Correlation Between Needham Aggressive and First Investors
Can any of the company-specific risk be diversified away by investing in both Needham Aggressive and First Investors at the same time? Although using a correlation coefficient on its own may not help to predict future stock returns, this module helps to understand the diversifiable risk of combining Needham Aggressive and First Investors into the same portfolio, which is an essential part of the fundamental portfolio management process.
By analyzing existing cross correlation between Needham Aggressive Growth and First Investors Select, you can compare the effects of market volatilities on Needham Aggressive and First Investors and check how they will diversify away market risk if combined in the same portfolio for a given time horizon. You can also utilize pair trading strategies of matching a long position in Needham Aggressive with a short position of First Investors. Check out your portfolio center. Please also check ongoing floating volatility patterns of Needham Aggressive and First Investors.
Diversification Opportunities for Needham Aggressive and First Investors
0.91 | Correlation Coefficient |
Almost no diversification
The 3 months correlation between Needham and First is 0.91. Overlapping area represents the amount of risk that can be diversified away by holding Needham Aggressive Growth and First Investors Select in the same portfolio, assuming nothing else is changed. The correlation between historical prices or returns on First Investors Select and Needham Aggressive is a relative statistical measure of the degree to which these equity instruments tend to move together. The correlation coefficient measures the extent to which returns on Needham Aggressive Growth are associated (or correlated) with First Investors. Values of the correlation coefficient range from -1 to +1, where. The correlation of zero (0) is possible when the price movement of First Investors Select has no effect on the direction of Needham Aggressive i.e., Needham Aggressive and First Investors go up and down completely randomly.

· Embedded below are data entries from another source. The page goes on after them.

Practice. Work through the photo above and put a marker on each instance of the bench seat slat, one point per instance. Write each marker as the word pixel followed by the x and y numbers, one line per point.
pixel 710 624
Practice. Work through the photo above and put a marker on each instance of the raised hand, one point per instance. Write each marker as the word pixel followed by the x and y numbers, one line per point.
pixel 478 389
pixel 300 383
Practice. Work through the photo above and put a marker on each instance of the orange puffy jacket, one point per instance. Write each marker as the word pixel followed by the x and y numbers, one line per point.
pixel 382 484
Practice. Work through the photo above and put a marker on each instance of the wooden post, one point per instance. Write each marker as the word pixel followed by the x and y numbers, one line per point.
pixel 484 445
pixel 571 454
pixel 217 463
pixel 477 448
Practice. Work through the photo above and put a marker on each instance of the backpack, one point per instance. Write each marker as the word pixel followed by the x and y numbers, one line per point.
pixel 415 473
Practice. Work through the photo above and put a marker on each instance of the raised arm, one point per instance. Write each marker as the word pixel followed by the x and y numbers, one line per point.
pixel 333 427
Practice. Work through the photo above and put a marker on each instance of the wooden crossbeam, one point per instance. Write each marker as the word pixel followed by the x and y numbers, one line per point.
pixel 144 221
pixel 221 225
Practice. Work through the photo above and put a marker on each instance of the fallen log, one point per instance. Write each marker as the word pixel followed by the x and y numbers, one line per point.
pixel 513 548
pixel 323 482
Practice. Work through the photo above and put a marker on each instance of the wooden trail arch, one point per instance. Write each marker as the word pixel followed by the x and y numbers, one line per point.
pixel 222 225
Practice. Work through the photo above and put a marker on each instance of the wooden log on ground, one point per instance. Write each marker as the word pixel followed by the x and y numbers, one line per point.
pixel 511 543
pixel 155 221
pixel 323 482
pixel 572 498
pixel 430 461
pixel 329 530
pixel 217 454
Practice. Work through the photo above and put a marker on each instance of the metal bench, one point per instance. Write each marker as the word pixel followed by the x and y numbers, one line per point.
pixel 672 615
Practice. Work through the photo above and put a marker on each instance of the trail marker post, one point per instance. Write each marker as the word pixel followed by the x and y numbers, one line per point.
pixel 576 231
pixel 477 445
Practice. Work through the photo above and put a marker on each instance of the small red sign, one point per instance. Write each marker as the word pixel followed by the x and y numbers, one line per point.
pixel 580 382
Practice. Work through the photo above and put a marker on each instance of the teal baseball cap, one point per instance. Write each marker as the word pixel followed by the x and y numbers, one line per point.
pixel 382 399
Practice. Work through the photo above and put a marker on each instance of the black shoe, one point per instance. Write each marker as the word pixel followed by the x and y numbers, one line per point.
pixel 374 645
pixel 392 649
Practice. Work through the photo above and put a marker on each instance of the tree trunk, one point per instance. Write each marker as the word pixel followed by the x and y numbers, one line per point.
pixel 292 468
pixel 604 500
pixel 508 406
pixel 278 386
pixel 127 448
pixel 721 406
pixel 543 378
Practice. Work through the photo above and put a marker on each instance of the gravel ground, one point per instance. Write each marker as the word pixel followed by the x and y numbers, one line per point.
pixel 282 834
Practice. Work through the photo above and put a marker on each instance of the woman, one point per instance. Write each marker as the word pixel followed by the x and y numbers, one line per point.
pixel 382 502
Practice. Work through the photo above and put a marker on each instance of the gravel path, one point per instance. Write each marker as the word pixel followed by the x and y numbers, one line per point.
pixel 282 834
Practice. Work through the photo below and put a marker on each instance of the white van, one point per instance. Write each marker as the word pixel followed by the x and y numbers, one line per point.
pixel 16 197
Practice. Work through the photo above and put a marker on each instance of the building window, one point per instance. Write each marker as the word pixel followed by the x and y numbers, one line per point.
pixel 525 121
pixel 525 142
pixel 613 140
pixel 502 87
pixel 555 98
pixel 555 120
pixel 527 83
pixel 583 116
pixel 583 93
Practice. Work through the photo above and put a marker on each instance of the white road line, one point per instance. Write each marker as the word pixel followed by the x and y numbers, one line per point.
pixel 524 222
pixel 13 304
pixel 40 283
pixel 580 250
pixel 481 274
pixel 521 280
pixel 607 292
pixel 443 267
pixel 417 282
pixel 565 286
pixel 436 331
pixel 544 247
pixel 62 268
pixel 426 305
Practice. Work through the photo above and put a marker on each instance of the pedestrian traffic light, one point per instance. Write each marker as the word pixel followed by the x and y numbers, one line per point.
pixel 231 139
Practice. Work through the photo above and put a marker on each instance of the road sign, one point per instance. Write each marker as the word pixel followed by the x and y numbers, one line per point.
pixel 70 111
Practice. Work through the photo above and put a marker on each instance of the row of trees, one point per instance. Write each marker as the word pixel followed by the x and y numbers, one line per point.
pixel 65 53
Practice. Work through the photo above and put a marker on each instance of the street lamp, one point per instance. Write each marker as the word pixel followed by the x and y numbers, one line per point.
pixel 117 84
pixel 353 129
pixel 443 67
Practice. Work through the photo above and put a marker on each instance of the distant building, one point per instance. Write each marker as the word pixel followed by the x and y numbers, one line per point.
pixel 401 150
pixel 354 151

Pair Corralation between Needham Aggressive and First Investors
Assuming the 90 days horizon Needham Aggressive is expected to generate 1.77 times less return on investment than First Investors. In addition to that, Needham Aggressive is 1.42 times more volatile than First Investors Select. It trades about 0.03 of its total potential returns per unit of risk. First Investors Select is currently generating about 0.07 per unit of volatility. If you would invest 1,149 in First Investors Select on June 12, 2025 and sell it today you would earn a total of 326.00 from holding First Investors Select or generate 28.37% return on investment over 90 days.
Time Period | 3 Months [change] |
Direction | Moves Together |
Strength | Very Strong |
Accuracy | 100.0% |
Values | Daily Returns |
Needham Aggressive Growth vs. First Investors Select
Performance |
Timeline |
Needham Aggressive Growth |
First Investors Select |
Needham Aggressive and First Investors Volatility Contrast
Predicted Return Density |
Returns |
Pair Trading with Needham Aggressive and First Investors
The main advantage of trading using opposite Needham Aggressive and First Investors positions is that it hedges away some unsystematic risk. Because of two separate transactions, even if Needham Aggressive position performs unexpectedly, First Investors can make up some of the losses. Pair trading also minimizes risk from directional movements in the market. For example, if an entire industry or sector drops because of unexpected headlines, the short position in First Investors will offset losses from the drop in First Investors' long position.Needham Aggressive vs. Aberdeen Small Cap | Needham Aggressive vs. Needham Aggressive Growth | Needham Aggressive vs. Morningstar Unconstrained Allocation | Needham Aggressive vs. Thrivent High Yield |
First Investors vs. Rbb Fund | First Investors vs. Ab Select Equity | First Investors vs. Ips Strategic Capital | First Investors vs. Fznopx |
Check out your portfolio center.Note that this page's information should be used as a complementary analysis to find the right mix of equity instruments to add to your existing portfolios or create a brand new portfolio. You can also try the Positions Ratings module to determine portfolio positions ratings based on digital equity recommendations. Macroaxis instant position ratings are based on combination of fundamental analysis and risk-adjusted market performance.